NZ Racing Industry Four-percent Levy Scrapped

The industry is heading for a big restructure backed by the NZ Government

It has been a funny week for horse racing. In the UK authorities announced that favourable results for punters in February and March 2019, including a string of winning favourites at the fabled Cheltenham Festival, has led to a drop in bookmaker’s profits and resultantly there could be a massive shortfall – around NZD $33 million – in levies which would normally goes almost exclusively into prize-money. A continent, a hemisphere and 12 time zones away, New Zealand authorities have announced some altogether different news…

Messara Recommendations

In April Winston Peters, New Zealand’s deputy Prime Minister and Minister for Racing declared:  “The New Zealand racing industry is in a state of serious decline.

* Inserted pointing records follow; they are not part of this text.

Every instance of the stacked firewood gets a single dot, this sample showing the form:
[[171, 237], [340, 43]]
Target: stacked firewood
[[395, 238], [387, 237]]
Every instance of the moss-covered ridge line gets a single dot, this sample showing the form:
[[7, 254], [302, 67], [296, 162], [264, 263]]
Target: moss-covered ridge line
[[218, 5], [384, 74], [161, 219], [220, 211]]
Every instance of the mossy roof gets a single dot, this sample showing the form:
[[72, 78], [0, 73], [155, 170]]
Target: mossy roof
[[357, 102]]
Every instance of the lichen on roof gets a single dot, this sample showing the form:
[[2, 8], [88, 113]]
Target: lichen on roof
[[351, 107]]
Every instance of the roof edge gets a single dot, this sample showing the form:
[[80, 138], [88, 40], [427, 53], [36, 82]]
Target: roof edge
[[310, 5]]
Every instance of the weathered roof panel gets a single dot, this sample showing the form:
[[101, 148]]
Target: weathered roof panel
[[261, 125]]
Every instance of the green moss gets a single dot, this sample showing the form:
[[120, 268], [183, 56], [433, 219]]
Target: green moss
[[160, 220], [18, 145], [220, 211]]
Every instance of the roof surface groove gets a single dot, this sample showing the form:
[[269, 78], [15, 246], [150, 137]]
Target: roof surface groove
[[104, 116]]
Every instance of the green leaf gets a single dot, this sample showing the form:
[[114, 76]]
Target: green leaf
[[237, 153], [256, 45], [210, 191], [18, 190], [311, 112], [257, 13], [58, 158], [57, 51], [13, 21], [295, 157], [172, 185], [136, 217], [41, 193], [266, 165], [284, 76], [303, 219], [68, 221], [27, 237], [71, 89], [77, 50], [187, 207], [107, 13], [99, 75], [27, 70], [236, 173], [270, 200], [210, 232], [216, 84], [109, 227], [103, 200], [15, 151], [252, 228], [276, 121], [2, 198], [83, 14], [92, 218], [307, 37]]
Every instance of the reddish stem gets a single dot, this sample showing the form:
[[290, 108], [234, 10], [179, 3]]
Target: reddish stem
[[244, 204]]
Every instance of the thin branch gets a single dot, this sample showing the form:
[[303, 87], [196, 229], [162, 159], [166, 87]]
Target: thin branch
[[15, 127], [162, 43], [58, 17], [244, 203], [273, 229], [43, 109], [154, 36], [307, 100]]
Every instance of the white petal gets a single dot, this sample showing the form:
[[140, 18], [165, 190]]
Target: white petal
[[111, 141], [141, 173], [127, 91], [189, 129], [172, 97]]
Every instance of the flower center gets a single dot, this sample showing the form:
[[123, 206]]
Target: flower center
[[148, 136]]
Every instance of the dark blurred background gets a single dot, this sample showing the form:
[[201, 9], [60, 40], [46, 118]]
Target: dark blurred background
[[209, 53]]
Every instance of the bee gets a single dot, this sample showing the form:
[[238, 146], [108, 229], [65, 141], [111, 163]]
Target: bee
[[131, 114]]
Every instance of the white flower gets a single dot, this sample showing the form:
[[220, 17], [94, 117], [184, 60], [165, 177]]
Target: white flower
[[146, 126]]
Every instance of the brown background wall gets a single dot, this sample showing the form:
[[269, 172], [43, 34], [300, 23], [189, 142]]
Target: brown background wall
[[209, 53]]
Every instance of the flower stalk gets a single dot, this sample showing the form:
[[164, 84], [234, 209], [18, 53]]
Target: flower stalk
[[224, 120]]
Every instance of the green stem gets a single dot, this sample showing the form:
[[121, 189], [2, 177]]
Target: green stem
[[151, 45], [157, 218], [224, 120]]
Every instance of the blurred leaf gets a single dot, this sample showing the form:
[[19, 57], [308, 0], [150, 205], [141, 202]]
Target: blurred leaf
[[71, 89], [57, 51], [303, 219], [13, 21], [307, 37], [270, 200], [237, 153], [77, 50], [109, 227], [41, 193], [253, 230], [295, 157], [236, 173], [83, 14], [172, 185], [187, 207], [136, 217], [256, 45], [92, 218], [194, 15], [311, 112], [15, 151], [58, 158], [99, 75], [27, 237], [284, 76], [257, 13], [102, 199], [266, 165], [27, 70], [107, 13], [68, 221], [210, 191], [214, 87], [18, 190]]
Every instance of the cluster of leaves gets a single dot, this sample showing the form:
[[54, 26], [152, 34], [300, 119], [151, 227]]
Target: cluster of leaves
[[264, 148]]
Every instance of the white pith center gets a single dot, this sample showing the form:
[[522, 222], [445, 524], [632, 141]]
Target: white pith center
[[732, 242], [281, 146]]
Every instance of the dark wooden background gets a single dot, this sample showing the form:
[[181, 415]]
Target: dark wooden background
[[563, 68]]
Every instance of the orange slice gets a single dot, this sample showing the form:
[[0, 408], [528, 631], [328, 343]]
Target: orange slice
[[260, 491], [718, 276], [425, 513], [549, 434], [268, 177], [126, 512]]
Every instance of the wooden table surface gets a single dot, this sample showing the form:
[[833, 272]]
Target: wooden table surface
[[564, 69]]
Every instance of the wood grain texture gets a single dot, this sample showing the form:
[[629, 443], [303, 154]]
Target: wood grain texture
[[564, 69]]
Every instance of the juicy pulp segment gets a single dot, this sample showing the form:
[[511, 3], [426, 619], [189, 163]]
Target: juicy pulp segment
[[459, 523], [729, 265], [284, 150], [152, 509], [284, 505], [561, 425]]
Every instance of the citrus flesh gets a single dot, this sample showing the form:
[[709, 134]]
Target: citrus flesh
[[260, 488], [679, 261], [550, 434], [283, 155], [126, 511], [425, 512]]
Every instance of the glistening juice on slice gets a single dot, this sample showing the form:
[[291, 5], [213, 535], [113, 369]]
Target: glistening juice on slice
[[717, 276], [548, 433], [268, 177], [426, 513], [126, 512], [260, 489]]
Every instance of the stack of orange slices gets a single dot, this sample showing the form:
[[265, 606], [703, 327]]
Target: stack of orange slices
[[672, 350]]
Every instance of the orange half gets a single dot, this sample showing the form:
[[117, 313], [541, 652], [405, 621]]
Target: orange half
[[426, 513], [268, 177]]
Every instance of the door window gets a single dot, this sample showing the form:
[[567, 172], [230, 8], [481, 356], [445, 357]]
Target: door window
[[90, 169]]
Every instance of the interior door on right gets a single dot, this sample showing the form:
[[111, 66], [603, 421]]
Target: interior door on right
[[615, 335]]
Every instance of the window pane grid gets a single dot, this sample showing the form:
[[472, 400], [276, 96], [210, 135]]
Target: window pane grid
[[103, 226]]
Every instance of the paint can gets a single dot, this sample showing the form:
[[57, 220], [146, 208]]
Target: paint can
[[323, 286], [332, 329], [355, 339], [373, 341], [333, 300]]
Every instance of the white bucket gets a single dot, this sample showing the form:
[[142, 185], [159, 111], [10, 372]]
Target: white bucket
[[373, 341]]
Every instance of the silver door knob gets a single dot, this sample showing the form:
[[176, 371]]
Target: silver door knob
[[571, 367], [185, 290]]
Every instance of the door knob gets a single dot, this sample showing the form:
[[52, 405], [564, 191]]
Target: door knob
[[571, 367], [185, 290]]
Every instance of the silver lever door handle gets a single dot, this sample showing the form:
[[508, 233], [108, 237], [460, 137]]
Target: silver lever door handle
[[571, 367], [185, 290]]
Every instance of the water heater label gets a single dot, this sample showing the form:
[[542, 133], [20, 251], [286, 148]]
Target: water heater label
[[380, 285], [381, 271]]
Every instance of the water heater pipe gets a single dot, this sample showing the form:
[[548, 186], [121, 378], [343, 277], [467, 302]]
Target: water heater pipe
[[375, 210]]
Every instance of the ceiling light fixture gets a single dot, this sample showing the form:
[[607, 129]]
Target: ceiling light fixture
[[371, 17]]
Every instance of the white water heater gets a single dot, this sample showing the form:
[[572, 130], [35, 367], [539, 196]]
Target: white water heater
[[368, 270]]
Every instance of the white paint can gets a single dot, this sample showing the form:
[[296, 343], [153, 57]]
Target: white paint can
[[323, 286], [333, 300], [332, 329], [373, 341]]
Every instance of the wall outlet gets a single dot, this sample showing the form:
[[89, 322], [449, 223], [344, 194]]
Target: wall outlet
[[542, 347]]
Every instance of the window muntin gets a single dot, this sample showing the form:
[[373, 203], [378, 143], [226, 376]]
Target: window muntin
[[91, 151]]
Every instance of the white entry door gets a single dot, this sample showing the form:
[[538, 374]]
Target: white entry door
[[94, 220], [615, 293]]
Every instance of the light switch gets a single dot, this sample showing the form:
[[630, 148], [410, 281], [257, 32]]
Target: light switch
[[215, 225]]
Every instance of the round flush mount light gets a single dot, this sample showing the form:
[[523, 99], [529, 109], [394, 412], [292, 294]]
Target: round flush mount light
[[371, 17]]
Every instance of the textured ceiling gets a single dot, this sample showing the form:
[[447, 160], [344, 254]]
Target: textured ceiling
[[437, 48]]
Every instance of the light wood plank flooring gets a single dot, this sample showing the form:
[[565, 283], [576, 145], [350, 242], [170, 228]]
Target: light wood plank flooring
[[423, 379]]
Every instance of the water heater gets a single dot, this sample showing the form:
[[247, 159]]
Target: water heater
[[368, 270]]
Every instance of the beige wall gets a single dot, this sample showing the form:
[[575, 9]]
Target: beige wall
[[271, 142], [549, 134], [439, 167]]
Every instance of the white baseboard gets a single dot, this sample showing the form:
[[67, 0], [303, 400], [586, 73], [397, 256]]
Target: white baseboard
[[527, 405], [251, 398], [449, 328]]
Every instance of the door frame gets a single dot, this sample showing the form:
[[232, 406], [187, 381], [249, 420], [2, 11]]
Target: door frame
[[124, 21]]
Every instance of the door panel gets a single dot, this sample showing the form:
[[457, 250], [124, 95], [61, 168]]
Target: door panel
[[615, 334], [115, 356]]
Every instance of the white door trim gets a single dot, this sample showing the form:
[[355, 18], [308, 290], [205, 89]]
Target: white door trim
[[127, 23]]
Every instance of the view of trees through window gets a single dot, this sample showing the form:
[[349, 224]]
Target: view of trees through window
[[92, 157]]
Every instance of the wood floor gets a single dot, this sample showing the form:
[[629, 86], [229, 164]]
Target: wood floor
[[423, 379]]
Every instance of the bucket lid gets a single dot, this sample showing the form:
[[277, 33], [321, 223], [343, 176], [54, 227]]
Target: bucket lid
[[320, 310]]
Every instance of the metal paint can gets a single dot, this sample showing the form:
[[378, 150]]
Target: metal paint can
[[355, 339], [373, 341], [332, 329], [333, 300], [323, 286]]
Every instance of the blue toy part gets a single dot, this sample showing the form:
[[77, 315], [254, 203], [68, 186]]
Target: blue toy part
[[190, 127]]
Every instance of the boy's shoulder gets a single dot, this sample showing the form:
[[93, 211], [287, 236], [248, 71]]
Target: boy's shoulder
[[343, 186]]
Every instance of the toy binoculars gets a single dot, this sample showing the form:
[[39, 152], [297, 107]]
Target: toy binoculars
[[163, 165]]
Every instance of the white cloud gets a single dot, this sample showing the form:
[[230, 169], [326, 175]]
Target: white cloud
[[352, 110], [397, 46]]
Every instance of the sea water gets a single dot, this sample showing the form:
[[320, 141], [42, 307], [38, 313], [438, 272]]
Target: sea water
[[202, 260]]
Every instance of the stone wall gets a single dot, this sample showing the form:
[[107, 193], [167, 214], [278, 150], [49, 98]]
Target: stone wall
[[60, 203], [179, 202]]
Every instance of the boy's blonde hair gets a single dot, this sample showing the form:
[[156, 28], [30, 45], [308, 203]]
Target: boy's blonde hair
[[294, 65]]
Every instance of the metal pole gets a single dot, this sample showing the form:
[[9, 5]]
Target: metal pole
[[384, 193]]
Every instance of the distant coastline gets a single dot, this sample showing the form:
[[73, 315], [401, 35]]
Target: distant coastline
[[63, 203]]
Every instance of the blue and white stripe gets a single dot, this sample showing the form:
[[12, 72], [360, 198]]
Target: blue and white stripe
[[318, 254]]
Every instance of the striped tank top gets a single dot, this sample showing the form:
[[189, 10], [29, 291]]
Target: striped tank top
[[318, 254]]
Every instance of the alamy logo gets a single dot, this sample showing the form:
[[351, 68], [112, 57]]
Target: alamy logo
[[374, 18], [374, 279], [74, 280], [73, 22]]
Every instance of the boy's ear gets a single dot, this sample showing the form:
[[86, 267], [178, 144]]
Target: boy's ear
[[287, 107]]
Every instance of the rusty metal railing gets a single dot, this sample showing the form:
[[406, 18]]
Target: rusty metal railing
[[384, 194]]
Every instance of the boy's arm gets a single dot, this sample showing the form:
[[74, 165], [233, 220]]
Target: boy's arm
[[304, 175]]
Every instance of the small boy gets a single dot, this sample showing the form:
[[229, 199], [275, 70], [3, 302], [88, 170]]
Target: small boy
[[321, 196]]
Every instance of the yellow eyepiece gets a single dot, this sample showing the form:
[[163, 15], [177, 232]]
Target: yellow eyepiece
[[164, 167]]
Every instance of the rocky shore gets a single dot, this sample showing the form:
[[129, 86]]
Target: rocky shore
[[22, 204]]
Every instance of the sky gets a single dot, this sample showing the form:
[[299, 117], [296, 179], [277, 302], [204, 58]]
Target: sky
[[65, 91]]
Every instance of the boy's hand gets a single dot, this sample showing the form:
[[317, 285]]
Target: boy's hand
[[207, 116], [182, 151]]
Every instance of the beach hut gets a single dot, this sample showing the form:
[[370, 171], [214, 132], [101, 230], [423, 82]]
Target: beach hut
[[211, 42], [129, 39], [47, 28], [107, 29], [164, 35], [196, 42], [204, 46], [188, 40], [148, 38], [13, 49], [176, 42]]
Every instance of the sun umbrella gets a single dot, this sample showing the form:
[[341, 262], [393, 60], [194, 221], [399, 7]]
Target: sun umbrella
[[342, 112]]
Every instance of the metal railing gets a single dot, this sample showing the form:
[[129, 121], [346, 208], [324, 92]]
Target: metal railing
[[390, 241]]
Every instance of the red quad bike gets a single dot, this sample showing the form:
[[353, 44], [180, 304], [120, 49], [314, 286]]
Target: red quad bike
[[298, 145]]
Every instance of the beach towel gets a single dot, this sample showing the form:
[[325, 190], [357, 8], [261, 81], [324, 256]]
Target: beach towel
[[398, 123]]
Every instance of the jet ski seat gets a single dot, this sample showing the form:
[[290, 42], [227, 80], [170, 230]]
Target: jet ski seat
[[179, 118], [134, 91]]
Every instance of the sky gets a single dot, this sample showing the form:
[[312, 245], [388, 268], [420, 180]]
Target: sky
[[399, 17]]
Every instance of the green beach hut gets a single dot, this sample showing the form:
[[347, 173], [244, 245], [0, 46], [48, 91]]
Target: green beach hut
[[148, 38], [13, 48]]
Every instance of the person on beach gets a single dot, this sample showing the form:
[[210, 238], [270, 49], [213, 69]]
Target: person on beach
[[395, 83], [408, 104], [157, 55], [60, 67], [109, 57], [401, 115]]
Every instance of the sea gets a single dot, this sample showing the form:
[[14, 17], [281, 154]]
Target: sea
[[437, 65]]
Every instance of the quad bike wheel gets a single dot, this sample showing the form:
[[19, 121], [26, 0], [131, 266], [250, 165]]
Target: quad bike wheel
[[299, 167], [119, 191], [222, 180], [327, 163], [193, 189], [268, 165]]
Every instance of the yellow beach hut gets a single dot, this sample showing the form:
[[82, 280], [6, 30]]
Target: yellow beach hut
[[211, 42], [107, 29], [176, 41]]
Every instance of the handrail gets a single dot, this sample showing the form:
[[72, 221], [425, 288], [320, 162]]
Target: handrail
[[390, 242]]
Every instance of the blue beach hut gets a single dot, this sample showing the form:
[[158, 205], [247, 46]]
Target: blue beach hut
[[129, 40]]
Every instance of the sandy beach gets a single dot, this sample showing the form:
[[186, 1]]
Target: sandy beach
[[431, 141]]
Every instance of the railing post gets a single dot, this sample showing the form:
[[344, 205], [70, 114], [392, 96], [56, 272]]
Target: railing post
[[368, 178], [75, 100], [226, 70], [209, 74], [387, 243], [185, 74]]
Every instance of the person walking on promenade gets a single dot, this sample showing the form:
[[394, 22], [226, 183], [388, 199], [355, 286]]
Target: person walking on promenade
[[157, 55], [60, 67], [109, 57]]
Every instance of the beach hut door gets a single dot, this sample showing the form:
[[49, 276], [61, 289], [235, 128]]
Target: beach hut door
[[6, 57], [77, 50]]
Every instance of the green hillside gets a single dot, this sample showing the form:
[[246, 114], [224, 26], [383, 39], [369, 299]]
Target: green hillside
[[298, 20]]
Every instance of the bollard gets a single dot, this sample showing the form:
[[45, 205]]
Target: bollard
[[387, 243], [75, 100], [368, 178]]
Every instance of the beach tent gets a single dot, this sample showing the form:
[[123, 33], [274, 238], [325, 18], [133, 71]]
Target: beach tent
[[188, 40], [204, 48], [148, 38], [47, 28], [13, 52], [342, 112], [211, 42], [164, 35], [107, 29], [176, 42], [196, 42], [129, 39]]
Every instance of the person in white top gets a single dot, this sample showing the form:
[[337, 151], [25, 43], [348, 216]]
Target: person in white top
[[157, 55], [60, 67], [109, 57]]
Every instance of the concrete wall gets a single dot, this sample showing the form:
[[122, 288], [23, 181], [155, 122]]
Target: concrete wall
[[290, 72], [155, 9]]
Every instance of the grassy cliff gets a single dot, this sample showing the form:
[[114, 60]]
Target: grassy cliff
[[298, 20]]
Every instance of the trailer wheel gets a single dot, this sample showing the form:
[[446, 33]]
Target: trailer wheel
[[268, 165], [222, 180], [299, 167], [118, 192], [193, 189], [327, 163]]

The Coalition Government supports the overall intent of the Messara Report and is committed to reforms. We know we have the grass, the race animals, and the people to help the industry achieve its potential.” Australian stud owner and racing guru John Messara who prepared the ‘Messara Report’ recommended the closure of 20 of the country’s 48 courses and the construction of three all-weather tracks. Naturally, amongst the 17 recommendations, he identified prize-money as an area which was in urgent need of improvement and suggested the scrapping of the levy received by the government from betting profits.

Millions in Motion

Last Friday Peters’ made massive inroads in regards to the restructuring of the sports by agreeing to scrap the four-percent levy racing gives to the state, phasing it out over three years. In 2018 that levy amounted to NZD $13.9 million and those funds, probably more in the coming years, is set to be put back into the sport of horse racing and problem gambling. A 2017 study estimated the total burden of harms occurring to gamblers is greater than common health conditions, such as diabetes and arthritis, and approaches the level of anxiety and depressive disorders. Speaking at the New Zealand Bloodstock Karaka May Sale Peters’ said:  “The funds will be redistributed to the racing Codes and Sport New Zealand, with a proportion set aside to support the reduction of gambling harm. This change will provide an important source of revenue for industry investment decisions. “The racing industry plays a vital role in the New Zealand economy, having contributed $1.6 billion to the economy in 2016/17 whilst employing tens of thousands of New Zealanders, many of them young, and boosting New Zealand’s exports. “It is important that the industry is revitalised and placed on a sustainable footing for the future. Redirecting the betting levy funds is only one of a number of steps the government is undertaking.”